The eight men were among suspected Islamists detained by Kenyan police early last year when members of a Somali sharia courts group fled into Kenya after being driven from power. Rights activists and Muslim groups accuse the Kenyan authorities of covertly rounding up scores of people who were sent to Mogadishu and Addis Ababa for interrogation. They say they were tortured. The eight returned from Ethiopia last Saturday. On Monday, their lawyers demanded Kenya's Attorney General take action.

"We urge you to direct the police to immediately investigate the identity of the public officials who authorised the arbitrary kidnapping of our clients, with a view to arresting and prosecuting the officials for abuse of office," the lawyers said in a letter.

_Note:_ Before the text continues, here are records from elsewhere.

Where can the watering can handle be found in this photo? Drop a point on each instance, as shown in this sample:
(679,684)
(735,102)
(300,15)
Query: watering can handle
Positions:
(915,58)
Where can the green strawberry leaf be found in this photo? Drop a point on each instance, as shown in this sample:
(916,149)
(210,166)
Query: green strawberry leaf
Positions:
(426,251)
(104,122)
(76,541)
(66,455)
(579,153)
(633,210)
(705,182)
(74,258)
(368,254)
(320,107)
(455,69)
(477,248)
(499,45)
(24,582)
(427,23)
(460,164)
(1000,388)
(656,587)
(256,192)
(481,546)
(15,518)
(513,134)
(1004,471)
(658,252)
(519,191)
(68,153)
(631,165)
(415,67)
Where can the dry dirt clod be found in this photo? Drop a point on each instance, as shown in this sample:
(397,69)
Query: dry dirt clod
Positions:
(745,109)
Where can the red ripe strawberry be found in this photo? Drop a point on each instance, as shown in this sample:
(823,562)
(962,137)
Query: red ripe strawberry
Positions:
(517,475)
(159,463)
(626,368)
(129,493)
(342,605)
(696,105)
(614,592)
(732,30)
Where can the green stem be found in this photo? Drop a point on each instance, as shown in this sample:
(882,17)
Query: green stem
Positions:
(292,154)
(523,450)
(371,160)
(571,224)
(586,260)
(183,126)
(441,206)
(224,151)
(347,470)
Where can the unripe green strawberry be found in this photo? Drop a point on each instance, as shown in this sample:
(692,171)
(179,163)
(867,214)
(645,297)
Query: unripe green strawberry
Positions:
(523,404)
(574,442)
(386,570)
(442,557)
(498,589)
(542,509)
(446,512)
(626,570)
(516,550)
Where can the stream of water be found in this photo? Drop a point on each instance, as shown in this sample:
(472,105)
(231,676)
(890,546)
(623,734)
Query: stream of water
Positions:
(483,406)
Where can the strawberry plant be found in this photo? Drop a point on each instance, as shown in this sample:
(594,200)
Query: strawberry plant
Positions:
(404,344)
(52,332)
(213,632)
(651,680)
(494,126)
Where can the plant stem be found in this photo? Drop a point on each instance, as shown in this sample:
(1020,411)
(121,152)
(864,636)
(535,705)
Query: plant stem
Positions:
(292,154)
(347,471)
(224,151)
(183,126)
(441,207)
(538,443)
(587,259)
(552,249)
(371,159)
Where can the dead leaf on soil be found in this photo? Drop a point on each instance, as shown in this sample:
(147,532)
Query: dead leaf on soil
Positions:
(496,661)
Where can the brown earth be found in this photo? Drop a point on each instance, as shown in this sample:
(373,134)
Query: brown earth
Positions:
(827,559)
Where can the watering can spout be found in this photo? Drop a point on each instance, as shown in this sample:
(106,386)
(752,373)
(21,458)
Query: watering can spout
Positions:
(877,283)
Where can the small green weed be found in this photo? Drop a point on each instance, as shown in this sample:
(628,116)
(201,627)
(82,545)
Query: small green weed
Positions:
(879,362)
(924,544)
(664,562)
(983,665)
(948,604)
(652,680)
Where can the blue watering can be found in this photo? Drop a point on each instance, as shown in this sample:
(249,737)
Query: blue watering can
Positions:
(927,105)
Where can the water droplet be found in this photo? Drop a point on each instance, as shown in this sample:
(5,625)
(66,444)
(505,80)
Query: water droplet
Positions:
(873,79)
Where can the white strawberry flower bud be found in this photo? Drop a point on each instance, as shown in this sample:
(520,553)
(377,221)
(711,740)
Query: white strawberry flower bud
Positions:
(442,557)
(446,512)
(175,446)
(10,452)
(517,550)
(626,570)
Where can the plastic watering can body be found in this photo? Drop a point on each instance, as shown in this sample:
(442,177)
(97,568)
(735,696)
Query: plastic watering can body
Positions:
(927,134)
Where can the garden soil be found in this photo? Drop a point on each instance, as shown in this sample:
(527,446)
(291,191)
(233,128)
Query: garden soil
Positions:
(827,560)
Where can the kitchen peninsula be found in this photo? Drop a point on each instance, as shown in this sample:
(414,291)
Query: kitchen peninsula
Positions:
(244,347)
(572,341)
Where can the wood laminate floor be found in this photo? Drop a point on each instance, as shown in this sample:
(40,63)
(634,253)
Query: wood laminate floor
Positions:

It said the eight had been subjected to mental and physical torture while in Ethiopia, where they had been interrogated and abused by investigators from several nations. "Officers of the Somalia government, Ethiopian military, FBI officers and British officers frequently assaulted them and taunted them that they were Al Qaeda terrorists destined to die at the American naval prison at Guantanamo bay in Cuba."

The lawyers said the eight had been undergoing medical checks in the port city of Mombasa, and that they planned to sue the government if they did not receive a reply from the Attorney General within seven days.

The Kenyan authorities deny sending their citizens abroad.

"Wild and unverifiable charges that the government deported Kenyans to Ethiopia are baseless," a statement from the government spokesman's office said on Monday. "The government has been very clear that it repatriated combatants to Somalia after they, the combatants, said they were not Kenyan," the statement said. Last week, U.S.-based Human Rights Watch said at least 150 men, women and children from more than 18 countries had been rounded up near the Somali border at the start of last year. It said most had been sent home, but that several were missing.